A number sign (#) is used with this entry because of evidence that Meester-Loeys syndrome (MRLS) is caused by mutation in the BGN gene (301870) on chromosome Xq28.

Clinical Features

Meester et al. (2017) studied 5 families in which affected males had early-onset aortic aneurysm and dissection, with the earliest occurrences at age 1 year and 15 years, respectively. The aneurysms involved the aortic root or more distal ascending aorta in all families. There was mild mitral or aortic insufficiency in some families. Cardiovascular phenotypes of carrier females ranged from unaffected to fatal aortic dissection. Affected individuals exhibited facial dysmorphism, including hypertelorism, proptosis, downslanting palpebral fissures, frontal bossing, and malar hypoplasia. Nonspecific connective tissue features included pectus deformities, joint hypermobility or contractures, and skin striae, as well as features of Loeys-Dietz syndrome (LDS; see 609192) such as bifid uvula and cervical spine instability. Other unusual features not typically seen in LDS or in Marfan syndrome (MFS; 154700) that were inconsistently observed in these patients included ventricular dilation on brain imaging, relative macrocephaly, hypertrichosis, and gingival hypertrophy, as well as evidence of skeletal dysplasia, including hip dislocation, platyspondyly, phalangeal dysplasia, and dysplastic epiphyses of the long bones.
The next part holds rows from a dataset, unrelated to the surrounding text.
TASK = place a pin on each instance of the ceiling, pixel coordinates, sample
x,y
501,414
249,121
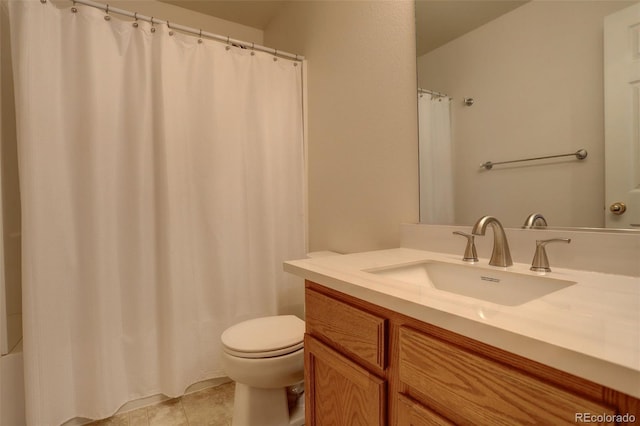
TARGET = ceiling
x,y
437,21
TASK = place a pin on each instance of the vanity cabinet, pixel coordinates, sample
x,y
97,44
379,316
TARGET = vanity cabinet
x,y
367,365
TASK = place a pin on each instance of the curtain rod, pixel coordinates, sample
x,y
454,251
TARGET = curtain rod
x,y
433,92
194,31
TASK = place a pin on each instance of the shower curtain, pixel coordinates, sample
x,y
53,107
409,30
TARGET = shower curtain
x,y
162,187
436,165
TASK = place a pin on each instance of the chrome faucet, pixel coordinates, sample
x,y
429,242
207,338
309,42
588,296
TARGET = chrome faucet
x,y
540,261
500,256
535,220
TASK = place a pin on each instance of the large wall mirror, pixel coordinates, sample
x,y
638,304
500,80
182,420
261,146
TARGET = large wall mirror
x,y
513,80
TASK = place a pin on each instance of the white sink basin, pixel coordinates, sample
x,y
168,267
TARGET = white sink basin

Meester et al. (2017) noted that histologic staining of aortic wall tissue from 2 of the probands showed low to normal collagen content and normal-appearing elastin fibers, in contrast to the increase in collagen content and fragmentation of elastic fibers that is typically observed in MFS and LDS.

Molecular Genetics

Meester et al. (2017) analyzed 368 extracellular matrix-related and TGFB (190180)-related genes in a cohort of 11 probands with molecularly unexplained MFS and identified 2 probands with mutations in the BGN gene (301870.0003 and 301870.0004). By sequencing BGN in 715 probands with thoracic aneurysm (see AAT1, 607086) who were negative for mutation in known AAT-associated genes, they identified 3 more probands with BGN mutations (see, e.g., 301870.0005 and 301870.0006). All of the mutations caused partial or total loss of function and segregated with disease in the 3 families for which DNA of other family members was available. Meester et al. (2017) concluded that BGN gene defects in humans cause a syndromic form of severe thoracic aortic aneurysm and dissection, the clinical features of which overlap with those of LDS and MFS patients.